3. DEVOIR D’ACCOMMODEMENT

L’incidence de la Loi sur la croissance des cas de dépendance au cannabis fait actuellement l’objet spéculations; cependant, il n’est pas déraisonnable de penser que le phénomène pourrait prendre de l’ampleur. Les employeurs devraient être conscients que, lorsque l’usage du cannabis à des fins récréatives par un employé devient une dépendance, il peut exister un risque qu’une plainte en discrimination soit déposée en vertu de la législation sur les droits de la personne si l’employé croit que l’employeur l’a traité inéquitablement en raison de son usage du cannabis. Selon cette législation, les employeurs ont, de façon générale, un devoir d’accommodement des employés handicapés (notamment une dépendance), tant que l’accommodement n’entraîne pas de contrainte excessive. Les employés ayant une dépendance au cannabis pourraient donc avoir droit à une mesure d’accommodement en fonction de leur type de travail et de l’impact de leur consommation sur leurs tâches. Dans certaines situations, les tribunaux des droits de la personne au Canada ont déjà reconnu la dépendance au cannabis comme un handicap exigeant des accommodements de la part de l’employeur.

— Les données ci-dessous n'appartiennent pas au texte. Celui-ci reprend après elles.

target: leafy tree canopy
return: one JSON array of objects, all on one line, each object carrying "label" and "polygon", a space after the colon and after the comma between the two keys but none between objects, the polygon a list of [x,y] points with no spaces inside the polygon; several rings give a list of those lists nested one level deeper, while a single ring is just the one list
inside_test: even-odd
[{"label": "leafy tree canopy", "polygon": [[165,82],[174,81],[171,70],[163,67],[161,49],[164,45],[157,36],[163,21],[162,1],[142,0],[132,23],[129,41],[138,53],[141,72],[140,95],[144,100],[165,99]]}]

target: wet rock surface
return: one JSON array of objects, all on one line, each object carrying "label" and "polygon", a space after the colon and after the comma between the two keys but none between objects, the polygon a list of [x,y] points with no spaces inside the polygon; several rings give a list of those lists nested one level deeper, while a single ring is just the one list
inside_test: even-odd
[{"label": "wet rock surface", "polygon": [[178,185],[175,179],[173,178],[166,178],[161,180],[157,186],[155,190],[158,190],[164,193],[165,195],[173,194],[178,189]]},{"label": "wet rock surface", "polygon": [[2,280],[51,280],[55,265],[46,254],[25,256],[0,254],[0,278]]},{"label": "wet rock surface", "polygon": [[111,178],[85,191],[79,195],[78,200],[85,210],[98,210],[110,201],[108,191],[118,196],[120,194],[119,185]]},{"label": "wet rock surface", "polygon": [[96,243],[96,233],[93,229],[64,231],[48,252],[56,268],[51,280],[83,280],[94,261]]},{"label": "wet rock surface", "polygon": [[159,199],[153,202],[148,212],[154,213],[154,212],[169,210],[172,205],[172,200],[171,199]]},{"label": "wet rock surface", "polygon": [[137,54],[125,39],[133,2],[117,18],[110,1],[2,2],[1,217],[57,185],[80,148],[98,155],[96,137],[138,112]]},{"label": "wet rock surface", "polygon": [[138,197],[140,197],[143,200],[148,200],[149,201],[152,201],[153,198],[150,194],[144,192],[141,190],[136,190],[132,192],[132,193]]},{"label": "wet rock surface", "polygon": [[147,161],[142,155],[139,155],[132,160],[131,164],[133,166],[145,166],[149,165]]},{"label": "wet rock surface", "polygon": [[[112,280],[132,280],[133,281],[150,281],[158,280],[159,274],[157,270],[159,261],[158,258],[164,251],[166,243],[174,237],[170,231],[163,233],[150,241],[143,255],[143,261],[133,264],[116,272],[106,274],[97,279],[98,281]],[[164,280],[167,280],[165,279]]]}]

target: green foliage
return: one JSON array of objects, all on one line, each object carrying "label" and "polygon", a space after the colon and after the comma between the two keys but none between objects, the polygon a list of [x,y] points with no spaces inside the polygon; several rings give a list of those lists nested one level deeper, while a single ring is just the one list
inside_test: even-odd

4. USAGE ACCRU DU CANNABIS POUR DES RAISONS MÉDICALES

Il est à prévoir que la légalisation du cannabis à fins récréatives réduira la stigmatisation entourant son usage à des fins médicales. Bien que l’usage du cannabis à des fins médicales soit permis depuis un certain temps, nous nous attendons à une augmentation des demandes d’accommodement de la part d’employés quant à leur usage médical du cannabis. Il pourrait aussi y avoir des attentes plus élevées relativement à la couverture éventuelle du cannabis à usage médical dans les régimes d’avantages sociaux des employés. Si le cannabis à des fins récréatives peut être obtenu légalement, la possibilité que des employés pratiquent l’automédication et prétendent consommer du cannabis à des fins médicales sans ordonnance d’un médecin pourrait compliquer les approches existantes en matière d’accommodement des employés qui soutiennent utiliser le cannabis afin de traiter des problèmes de santé.

5. DÉPISTAGE DE DROGUES

Les employeurs pourraient devoir porter une attention très spéciale au dépistage de drogues si la Loi entraîne une augmentation de la consommation de cannabis par les employés. Comme pour les autres substances susceptibles de réduire les facultés d’un employé à accomplir ses tâches de façon sécuritaire et efficace, les employeurs voulant mettre en place un système de dépistage du cannabis devront examiner soigneusement sa légalité et celle des méthodes choisies pour le mettre en œuvre. Les employeurs qui disposent déjà de mesures de dépistage de drogues devraient aussi revoir ces mesures et les politiques qui les sous-tendent afin de s’assurer que des pratiques exemplaires sont utilisées et qu’elles sont adaptées, au besoin, compte tenu de la Loi. Pour des fins d’analyse d’un exemple récent de traitement judiciaire d’une politique de dépistage de drogues et d’alcool dans un lieu de travail particulièrement critique pour la sécurité, consultez notre Bulletin Blakes d’avril 2017 intitulé Ontario Court Allows Workplace Random Drug and Alcohol Testing to Proceed.